ÉTICA SEM INDEPENDÊNCIA

Embora as circunstâncias por trás da saída de cada executivo sejam pouco claras, um padrão surgiu. Ao menos oito dos executivos com altos cargos no Walmart do México, Índia e Bentonville, no Arkansas, deixaram a empresa desde a segunda metade de 2011, quando a empresa foi informada da investigação do NYT.

Nos mesmos dois anos, o Walmart mudou seu programa de compliance global. Em medida que rema contra a maré da cultura corporativa, a empresa aumentou em mais de 30% a equipe de compliance, chegando a 2.000 funcionários, nesse curto período de tempo.

Outras mudanças – incluindo exigir que quaisquer casos potenciais de corrupção fora do país sejam comunicados à sede corporativa e ao conselho diretivo – diminuíram a possibilidade de que executivos aleguem ignorância no futuro.

É do interesse do Walmart, sobretudo durante as negociações com os promotores federais, mostrar como dedicou mais recursos à conformidade.

"Quanto mais proativo você for em termos de estabelecer um bom programa de compliance, maior é a leniência com a qual o Departamento de Justiça irá observar o caso", afirma David Schertler, advogado de defesa. "Pode ter certeza de que eles estão informando muito bem o Departamento de Justiça, mesmo que não tornem públicas as suas medidas".

A investigação federal das operações globais do Walmart tenta descobrir se a empresa violou a Lei de Práticas de Corrupção Internacionais, que proíbe empresas de subornarem autoridades internacionais.
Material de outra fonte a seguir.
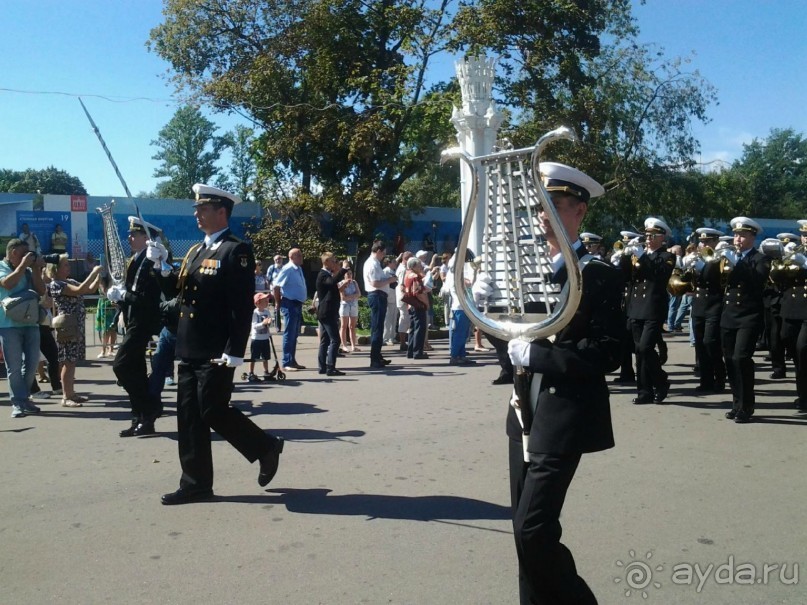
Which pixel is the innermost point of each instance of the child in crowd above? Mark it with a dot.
(259, 348)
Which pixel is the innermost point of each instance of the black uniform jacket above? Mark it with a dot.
(328, 294)
(648, 297)
(742, 298)
(794, 296)
(215, 289)
(573, 413)
(141, 303)
(707, 299)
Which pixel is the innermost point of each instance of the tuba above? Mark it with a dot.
(114, 257)
(515, 254)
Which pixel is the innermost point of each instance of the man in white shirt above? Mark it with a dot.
(376, 283)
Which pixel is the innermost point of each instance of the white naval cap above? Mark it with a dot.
(708, 233)
(743, 223)
(786, 238)
(656, 225)
(137, 225)
(205, 194)
(629, 235)
(560, 177)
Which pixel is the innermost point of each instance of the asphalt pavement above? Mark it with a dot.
(393, 489)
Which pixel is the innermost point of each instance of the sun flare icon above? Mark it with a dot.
(638, 574)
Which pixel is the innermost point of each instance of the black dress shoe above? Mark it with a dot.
(130, 431)
(186, 496)
(269, 463)
(144, 428)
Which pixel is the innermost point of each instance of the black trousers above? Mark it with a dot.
(130, 369)
(649, 375)
(776, 346)
(794, 335)
(708, 351)
(738, 352)
(203, 403)
(329, 342)
(419, 323)
(546, 571)
(626, 371)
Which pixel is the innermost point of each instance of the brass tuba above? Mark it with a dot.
(114, 256)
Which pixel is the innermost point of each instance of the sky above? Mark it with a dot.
(53, 51)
Kenneth H. Senser, vice-presidente, manteve o cargo, mesmo envolvido na investigação das acusações de suborno. - Ron Philips/The New York Time
O NYT publicou em 2012 que o Walmart subornara autoridades mexicanas em diversas ocasiões para conseguir alvarás de construção que acelerassem a expansão da empresa no país. Os executivos na sede da empresa em Bentonville ouviram falar dos supostos crimes em 2005 mas cancelaram uma investigação interna, ao invés de relatarem as possíveis violações ao governo dos EUA.
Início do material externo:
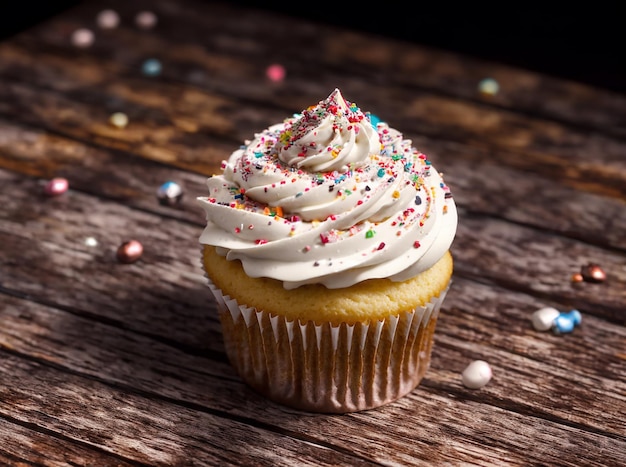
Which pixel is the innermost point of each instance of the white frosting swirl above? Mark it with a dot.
(329, 197)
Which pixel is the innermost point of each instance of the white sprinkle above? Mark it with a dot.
(108, 19)
(146, 20)
(82, 38)
(477, 374)
(543, 318)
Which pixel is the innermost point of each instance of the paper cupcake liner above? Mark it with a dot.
(325, 368)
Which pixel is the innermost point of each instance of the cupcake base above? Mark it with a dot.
(326, 368)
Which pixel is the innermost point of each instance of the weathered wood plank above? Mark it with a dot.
(175, 434)
(514, 256)
(25, 446)
(146, 430)
(479, 182)
(110, 364)
(335, 51)
(520, 357)
(512, 138)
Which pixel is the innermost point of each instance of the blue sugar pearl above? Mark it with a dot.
(169, 193)
(575, 316)
(562, 324)
(151, 67)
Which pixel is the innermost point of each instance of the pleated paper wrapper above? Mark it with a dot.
(325, 368)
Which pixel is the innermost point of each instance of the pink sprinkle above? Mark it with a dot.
(275, 72)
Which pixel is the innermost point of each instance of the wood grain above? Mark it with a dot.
(105, 363)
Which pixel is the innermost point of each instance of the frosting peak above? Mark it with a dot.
(329, 197)
(331, 135)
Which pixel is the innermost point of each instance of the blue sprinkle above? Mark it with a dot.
(151, 67)
(374, 119)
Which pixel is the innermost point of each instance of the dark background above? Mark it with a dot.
(585, 43)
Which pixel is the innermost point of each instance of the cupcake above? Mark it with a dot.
(326, 248)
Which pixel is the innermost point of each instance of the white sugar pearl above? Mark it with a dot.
(82, 38)
(146, 19)
(543, 319)
(477, 374)
(108, 19)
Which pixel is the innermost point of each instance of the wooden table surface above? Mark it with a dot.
(104, 363)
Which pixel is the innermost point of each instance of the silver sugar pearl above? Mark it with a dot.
(170, 193)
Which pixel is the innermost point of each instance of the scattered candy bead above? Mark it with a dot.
(592, 273)
(275, 72)
(57, 186)
(543, 319)
(560, 323)
(118, 120)
(577, 277)
(82, 38)
(129, 252)
(476, 374)
(151, 67)
(108, 19)
(169, 193)
(489, 86)
(146, 20)
(565, 322)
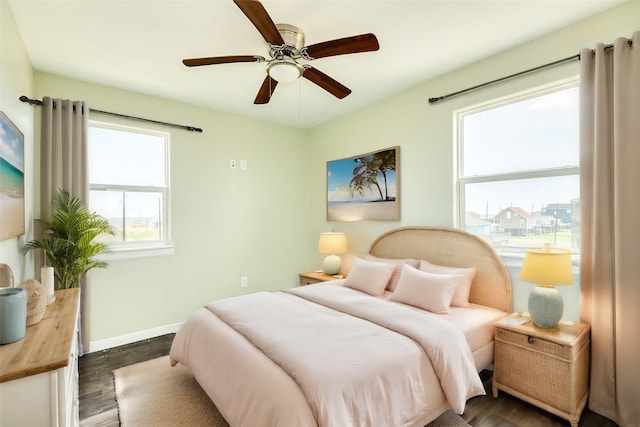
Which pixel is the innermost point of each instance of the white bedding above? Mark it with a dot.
(322, 379)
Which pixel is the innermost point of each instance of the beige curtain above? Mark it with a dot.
(63, 150)
(63, 164)
(610, 211)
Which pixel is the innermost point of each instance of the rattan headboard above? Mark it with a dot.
(453, 248)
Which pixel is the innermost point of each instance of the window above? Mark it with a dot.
(128, 184)
(518, 171)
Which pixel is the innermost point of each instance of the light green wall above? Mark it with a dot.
(425, 134)
(225, 223)
(16, 79)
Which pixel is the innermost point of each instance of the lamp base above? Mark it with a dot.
(331, 265)
(545, 306)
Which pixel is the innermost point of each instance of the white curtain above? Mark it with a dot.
(610, 237)
(63, 150)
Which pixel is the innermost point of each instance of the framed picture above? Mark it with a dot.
(364, 187)
(11, 179)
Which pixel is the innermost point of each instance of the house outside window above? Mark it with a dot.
(518, 169)
(129, 186)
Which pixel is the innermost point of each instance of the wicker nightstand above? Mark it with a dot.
(548, 368)
(316, 277)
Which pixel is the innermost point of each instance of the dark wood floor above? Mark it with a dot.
(98, 406)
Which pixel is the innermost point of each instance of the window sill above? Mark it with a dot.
(120, 253)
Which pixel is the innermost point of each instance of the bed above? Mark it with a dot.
(333, 355)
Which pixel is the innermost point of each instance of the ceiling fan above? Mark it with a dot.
(286, 49)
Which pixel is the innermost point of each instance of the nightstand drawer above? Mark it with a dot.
(534, 343)
(316, 277)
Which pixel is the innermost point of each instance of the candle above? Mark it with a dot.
(46, 277)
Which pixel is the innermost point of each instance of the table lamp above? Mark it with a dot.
(332, 244)
(547, 267)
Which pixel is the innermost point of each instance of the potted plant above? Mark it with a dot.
(70, 241)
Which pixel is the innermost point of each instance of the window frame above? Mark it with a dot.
(461, 182)
(144, 248)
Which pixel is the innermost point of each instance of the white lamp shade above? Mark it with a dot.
(332, 243)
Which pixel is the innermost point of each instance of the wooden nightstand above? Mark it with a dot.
(548, 368)
(316, 277)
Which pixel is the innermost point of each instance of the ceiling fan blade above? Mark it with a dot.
(266, 90)
(354, 44)
(195, 62)
(325, 82)
(261, 20)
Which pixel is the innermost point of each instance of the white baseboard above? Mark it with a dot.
(133, 337)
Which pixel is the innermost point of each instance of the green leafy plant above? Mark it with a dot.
(70, 241)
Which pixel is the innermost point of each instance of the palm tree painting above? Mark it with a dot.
(364, 187)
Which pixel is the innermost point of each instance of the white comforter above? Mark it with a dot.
(354, 356)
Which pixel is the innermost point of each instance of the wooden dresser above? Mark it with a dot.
(39, 373)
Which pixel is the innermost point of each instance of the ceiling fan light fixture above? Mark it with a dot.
(284, 71)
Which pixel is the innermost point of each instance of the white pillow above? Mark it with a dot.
(368, 276)
(429, 291)
(398, 263)
(461, 296)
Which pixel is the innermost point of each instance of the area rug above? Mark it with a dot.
(152, 393)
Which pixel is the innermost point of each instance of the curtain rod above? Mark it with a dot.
(109, 113)
(501, 79)
(575, 57)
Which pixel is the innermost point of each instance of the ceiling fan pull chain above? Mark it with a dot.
(270, 93)
(299, 100)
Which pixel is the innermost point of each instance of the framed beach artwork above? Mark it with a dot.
(364, 187)
(11, 179)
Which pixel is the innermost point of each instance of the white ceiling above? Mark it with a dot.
(138, 45)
O Departamento de Justiça dos Estados Unidos não confirmou nem negou qualquer investigação no Walmart.

Até o momento, o gigante varejista teria desembolsado US$ 439 milhões com as investigações e o programa de conformidade.
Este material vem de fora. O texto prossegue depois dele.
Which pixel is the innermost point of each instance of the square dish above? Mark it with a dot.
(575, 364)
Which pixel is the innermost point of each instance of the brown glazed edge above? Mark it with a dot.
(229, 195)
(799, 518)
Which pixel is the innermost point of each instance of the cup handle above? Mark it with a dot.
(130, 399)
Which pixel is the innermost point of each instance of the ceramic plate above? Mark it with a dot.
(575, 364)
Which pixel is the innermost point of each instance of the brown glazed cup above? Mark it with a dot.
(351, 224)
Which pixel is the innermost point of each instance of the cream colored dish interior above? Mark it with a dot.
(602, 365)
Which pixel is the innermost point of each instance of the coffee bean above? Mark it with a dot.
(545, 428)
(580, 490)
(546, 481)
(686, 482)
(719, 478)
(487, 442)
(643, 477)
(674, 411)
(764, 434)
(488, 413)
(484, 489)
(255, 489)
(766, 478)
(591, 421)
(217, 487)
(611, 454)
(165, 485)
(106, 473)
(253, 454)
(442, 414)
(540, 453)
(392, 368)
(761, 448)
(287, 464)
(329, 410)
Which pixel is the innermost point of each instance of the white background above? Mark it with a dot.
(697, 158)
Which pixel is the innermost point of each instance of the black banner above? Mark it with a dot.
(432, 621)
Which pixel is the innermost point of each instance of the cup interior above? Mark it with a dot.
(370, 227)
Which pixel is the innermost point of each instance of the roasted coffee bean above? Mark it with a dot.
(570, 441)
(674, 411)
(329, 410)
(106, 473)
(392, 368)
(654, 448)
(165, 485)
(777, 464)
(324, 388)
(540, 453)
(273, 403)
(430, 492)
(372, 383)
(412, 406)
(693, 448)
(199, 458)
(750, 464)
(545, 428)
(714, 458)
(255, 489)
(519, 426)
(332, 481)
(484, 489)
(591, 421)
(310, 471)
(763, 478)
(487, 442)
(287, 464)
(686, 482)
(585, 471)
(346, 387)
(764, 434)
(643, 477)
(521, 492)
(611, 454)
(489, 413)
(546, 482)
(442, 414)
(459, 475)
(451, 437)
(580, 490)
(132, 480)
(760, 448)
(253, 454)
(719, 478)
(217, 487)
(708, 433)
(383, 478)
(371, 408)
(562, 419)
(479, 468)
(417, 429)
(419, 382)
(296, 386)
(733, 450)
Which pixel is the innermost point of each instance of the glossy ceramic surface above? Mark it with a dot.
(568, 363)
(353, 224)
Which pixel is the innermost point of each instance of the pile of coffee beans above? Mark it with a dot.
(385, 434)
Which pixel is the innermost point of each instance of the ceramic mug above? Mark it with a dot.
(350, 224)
"Se você quer não apenas chegar ao pelotão do meio, mas liderar a tropa, é preciso gastar mais dinheiro", afirma Jay Jorgensen, chefe de compliance global do Walmart. "Nossas ordens são deixar a empresa em total conformidade e realmente liderar, e isso exige um investimento adicional".

Apesar disso, ainda restam algumas questões importantes. Segundo o novo sistema do Walmart, quaisquer violações da Lei de Práticas Internacionais de Corrupção devem ser relatadas ao comitê de auditoria, cujo conselho independente é encarregado de investigar as acusações. Porém, especialistas externos criticam a estrutura de supervisão, afirmando que a diretora de ética, Cindy Moehring, não terá independência suficiente enquanto seu cargo for atrelado ao diretor jurídico da empresa, Jeffrey Gearhart, secretário corporativo da empresa.

Para Lynn E. Turner, antigo chefe de contabilidade da Comissão de Valores Mobiliários dos EUA, o fato de Gearhart ter autoridade sobre Moehring torna o sistema "conversa para boi dormir".

"Se a contratação, a despensa e o salário da diretora de ética são responsabilidade do diretor jurídico, é muito pouco provável que os delatores acreditem que realmente podem confiar na diretora de ética", afirma Turner. "Acredito que esse sistema não seja eficaz".

Segundo David W. Tovar, porta-voz do Walmart, quaisquer decisões em torno da contratação ou da despensa de Moehring e Jorgensen não seriam feitas "sem a interferência do comitê de auditoria". “O grupo também pode se expressar durante as avaliações anuais. Temos confiança de que possuímos a estrutura corporativa correta para lidar com uma compliance forte e eficaz, além de um programa de ética com alcance mundial. Nossos diretores de ética e de conformidade respondem diretamente ao comitê de auditoria independente, com frequência e sempre que necessário", explica.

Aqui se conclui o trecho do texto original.